Elisabetta Canori Mora mourut à Rome le 5 février 1825. La tradition pieuse liée à sa cause veut que Cristoforo, vers la fin de sa propre vie, se soit finalement repenti de la façon dont il avait traité sa famille — et qu'il ait ensuite été ordonné prêtre. C'est un détail saisissant, et le genre de dénouement vers lequel la biographie dévotionnelle gravite naturellement : des années de prière fidèle enfin exaucées. Mais il appartient précisément à la tradition qui s'est formée autour de son procès de béatification plutôt qu'à une histoire séculière indépendamment documentée, et il convient d'être clair sur cette distinction plutôt que de la présenter comme un fait établi.

Sa cause s'ouvrit en 1874 sous le pape Pie IX. Le pape Pie XI la déclara vénérable le 26 février 1928, et le pape Jean-Paul II la béatifia le 24 avril 1994, après qu'un miracle attribué à son intercession eut été approuvé l'année précédente, le 6 juillet 1993.

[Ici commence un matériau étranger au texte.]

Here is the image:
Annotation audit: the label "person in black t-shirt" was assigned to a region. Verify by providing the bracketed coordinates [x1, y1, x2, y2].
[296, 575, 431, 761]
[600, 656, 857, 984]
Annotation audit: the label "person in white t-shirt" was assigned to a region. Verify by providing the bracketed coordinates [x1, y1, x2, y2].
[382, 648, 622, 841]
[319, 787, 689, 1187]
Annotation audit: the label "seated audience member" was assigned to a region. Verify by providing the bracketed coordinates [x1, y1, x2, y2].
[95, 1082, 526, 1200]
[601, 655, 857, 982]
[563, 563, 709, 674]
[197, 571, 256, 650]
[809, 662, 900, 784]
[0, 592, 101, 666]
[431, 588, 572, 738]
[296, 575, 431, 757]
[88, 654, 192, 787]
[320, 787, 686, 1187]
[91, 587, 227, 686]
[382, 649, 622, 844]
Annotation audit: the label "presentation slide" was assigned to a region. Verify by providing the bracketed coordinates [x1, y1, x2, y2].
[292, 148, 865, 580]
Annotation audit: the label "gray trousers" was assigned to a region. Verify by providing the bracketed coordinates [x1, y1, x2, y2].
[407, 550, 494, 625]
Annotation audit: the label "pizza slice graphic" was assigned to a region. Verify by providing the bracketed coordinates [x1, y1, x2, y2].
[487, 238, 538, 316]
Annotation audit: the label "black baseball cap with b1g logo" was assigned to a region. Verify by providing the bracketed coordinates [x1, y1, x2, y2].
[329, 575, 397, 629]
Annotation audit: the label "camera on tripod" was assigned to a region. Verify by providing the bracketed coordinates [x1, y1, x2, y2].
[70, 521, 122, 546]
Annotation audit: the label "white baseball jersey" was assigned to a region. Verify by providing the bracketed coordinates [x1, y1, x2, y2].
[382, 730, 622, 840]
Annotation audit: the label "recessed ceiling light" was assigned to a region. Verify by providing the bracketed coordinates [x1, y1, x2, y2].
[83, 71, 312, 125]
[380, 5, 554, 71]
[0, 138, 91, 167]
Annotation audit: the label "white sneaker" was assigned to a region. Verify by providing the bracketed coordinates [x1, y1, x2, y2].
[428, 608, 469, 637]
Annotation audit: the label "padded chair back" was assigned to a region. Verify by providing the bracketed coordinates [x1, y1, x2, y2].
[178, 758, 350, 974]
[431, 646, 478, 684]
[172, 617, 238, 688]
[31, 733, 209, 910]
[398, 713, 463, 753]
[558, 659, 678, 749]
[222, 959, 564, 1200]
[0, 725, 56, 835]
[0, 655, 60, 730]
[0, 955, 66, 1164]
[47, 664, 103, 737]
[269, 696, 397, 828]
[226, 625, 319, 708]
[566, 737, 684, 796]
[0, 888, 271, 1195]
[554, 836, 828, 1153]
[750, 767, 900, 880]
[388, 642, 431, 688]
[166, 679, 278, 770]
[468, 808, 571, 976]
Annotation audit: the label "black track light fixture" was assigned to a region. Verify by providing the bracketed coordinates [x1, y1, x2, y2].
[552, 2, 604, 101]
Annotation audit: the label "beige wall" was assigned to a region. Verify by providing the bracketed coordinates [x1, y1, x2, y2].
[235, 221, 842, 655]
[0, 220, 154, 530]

Une patronne pour les mariages difficiles

Elisabetta Canori Mora ne détient aucun patronage ancien et formellement décrété — son culte est relativement récent, construit presque entièrement dans les décennies suivant sa béatification. Mais il s'est développé en un patronage dévotionnel réellement bien établi : les époux souffrant d'infidélité ou de maltraitance, les mariages en difficulté en général, et la vie familiale sous tension se tournent de plus en plus vers elle précisément parce que sa propre histoire documentée correspond à ce qu'ils vivent. Sa fête est célébrée le 5 février, date de sa mort, et son exemple s'inscrit naturellement aux côtés d'autres saintes de ce blog qui trouvèrent la sainteté à l'intérieur de mariages difficiles plutôt qu'en dehors de la vie familiale ordinaire, comme sainte Rita de Cascia.

Trivia

Qui était la bienheureuse Elisabetta Canori Mora ?
Une noble romaine (1774-1825) qui épousa l'avocat Cristoforo Mora en 1796, éleva deux filles en grande partie seule après qu'il eut abandonné le foyer pour une maîtresse et dilapidé leur fortune, et devint connue pour avoir fait vivre sa famille par le travail manuel et pour ses expériences mystiques rapportées ; elle fut béatifiée en 1994.
Le mari d'Elisabetta Canori Mora a-t-il vraiment abandonné elle et leurs filles ?
Oui — selon sa biographie, Cristoforo Mora devint autoritaire dès le début du mariage, puis infidèle, et finit par laisser Elisabetta et leurs deux filles survivantes dans la pauvreté pendant qu'il dépensait l'argent du ménage pour une maîtresse, la laissant subvenir seule aux besoins du foyer en travaillant comme domestique, blanchisseuse et couturière.
Le mari d'Elisabetta Canori Mora s'est-il un jour repenti ?
La tradition pieuse entourant sa cause veut que Cristoforo se soit repenti à la fin de sa vie et ait été ordonné prêtre par la suite, mais ce récit de réconciliation appartient à la biographie dévotionnelle construite autour de sa béatification plutôt qu'à un registre séculier indépendamment vérifié, et il convient de le présenter comme une tradition plutôt que comme un fait établi.
À quel ordre appartenait Elisabetta Canori Mora ?
Elle entra en 1807 dans le Tiers-Ordre trinitaire, une branche laïque de l'Ordre de la Très Sainte Trinité, à la suite d'une grave maladie survenue en 1801 durant laquelle elle rapporta des visions et des locutions mystiques.
De quoi Elisabetta Canori Mora est-elle la patronne ?
Elle n'a pas de patronage universel formellement décrété, mais depuis sa béatification en 1994 elle est devenue une intercesseure largement invoquée, notamment dans la dévotion italienne et catholique plus large, pour les mariages en difficulté, pour les époux souffrant d'infidélité ou de maltraitance, et pour la vie familiale en général — un patronage né directement de sa propre histoire documentée plutôt que d'un unique décret pontifical.